The group has added 625 stores in the last year, including 161 outposts of its flagship Zara mark, in 213 markets. Openings of new stores have been carried out in 20 markets. The company now operates 5,745 stores across its brands, including Pull& Bear, Massimo Dutti, Bershka, Stradivarius, Oysho and Zara Home.
The strength of the first half is continuing apace, with sales in the end of summer and beginning of fall season from Aug. 1 to Sept. 11 up 14 percent year-over-year. The company also touted its continuing fashion evolution, with partnerships including Zara’s collaboration with Steven Meisel.
The company has also asserted better control of its supply chain, reducing inventory 6.9 percent while raising prices and increasing store footprint in key markets with a new design concept in key locations including Paris; Rotterdam, the Netherlands; Dubai; Sao Paulo, Brazil, and Shenyang, China.
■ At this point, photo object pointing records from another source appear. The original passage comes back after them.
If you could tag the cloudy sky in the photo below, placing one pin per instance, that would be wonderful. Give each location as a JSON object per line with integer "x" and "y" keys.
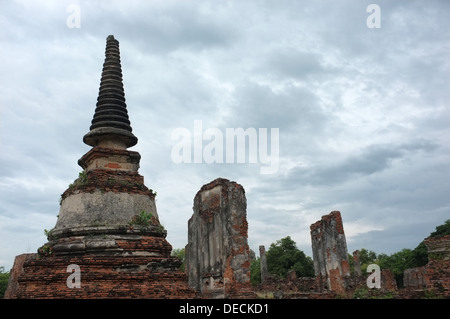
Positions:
{"x": 363, "y": 113}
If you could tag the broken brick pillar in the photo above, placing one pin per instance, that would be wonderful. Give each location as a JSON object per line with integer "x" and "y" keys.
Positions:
{"x": 218, "y": 256}
{"x": 329, "y": 249}
{"x": 263, "y": 263}
{"x": 357, "y": 263}
{"x": 437, "y": 270}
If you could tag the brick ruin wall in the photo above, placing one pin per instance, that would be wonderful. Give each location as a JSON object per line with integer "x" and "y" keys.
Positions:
{"x": 217, "y": 253}
{"x": 329, "y": 249}
{"x": 34, "y": 276}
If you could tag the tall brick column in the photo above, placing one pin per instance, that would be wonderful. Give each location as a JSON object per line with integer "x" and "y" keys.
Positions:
{"x": 329, "y": 249}
{"x": 217, "y": 259}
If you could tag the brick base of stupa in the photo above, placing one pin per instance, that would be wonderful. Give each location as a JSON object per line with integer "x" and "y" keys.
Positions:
{"x": 100, "y": 277}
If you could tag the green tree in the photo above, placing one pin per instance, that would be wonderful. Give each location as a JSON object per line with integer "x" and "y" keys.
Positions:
{"x": 4, "y": 277}
{"x": 397, "y": 262}
{"x": 283, "y": 255}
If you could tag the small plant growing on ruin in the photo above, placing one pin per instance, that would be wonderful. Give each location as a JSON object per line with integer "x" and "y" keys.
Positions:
{"x": 143, "y": 219}
{"x": 81, "y": 180}
{"x": 45, "y": 251}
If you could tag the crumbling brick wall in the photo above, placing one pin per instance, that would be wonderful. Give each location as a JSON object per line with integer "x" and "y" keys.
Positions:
{"x": 329, "y": 249}
{"x": 437, "y": 271}
{"x": 100, "y": 277}
{"x": 217, "y": 253}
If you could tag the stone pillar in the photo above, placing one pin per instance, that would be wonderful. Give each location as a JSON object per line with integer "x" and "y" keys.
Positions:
{"x": 330, "y": 251}
{"x": 218, "y": 262}
{"x": 357, "y": 263}
{"x": 263, "y": 263}
{"x": 437, "y": 271}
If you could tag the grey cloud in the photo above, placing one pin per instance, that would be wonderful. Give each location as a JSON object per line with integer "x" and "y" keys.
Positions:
{"x": 372, "y": 159}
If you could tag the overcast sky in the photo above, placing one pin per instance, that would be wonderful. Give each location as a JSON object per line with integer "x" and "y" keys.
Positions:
{"x": 363, "y": 113}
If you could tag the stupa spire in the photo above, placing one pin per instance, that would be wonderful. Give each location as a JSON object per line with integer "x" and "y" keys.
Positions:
{"x": 110, "y": 124}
Berksha’s Milan Vittorio Emanuele and Stradivarius’ Barcelona Paseo de Gracia stores were enlarged, too.
Inditex’s results slightly beat analyst forecasts, with sales ahead of estimates by about 1 percent.
“We view Inditex as a strong omnichannel fashion retailer, which historically has benefited from its speed to market and product department-driven manufacturing process,” said RBC analyst Richard Chamberlain in a note following the results’ release. The company’s inventory reduction, as well as the roll out of new technology, including RFID tags and investment in omnichannel, has helped boost investors’ confidence, he added.
Those tags, which the company has touted as an alternative to hard plastic tags, are being tested in key markets and will roll out globally by the end of 2024, the company said.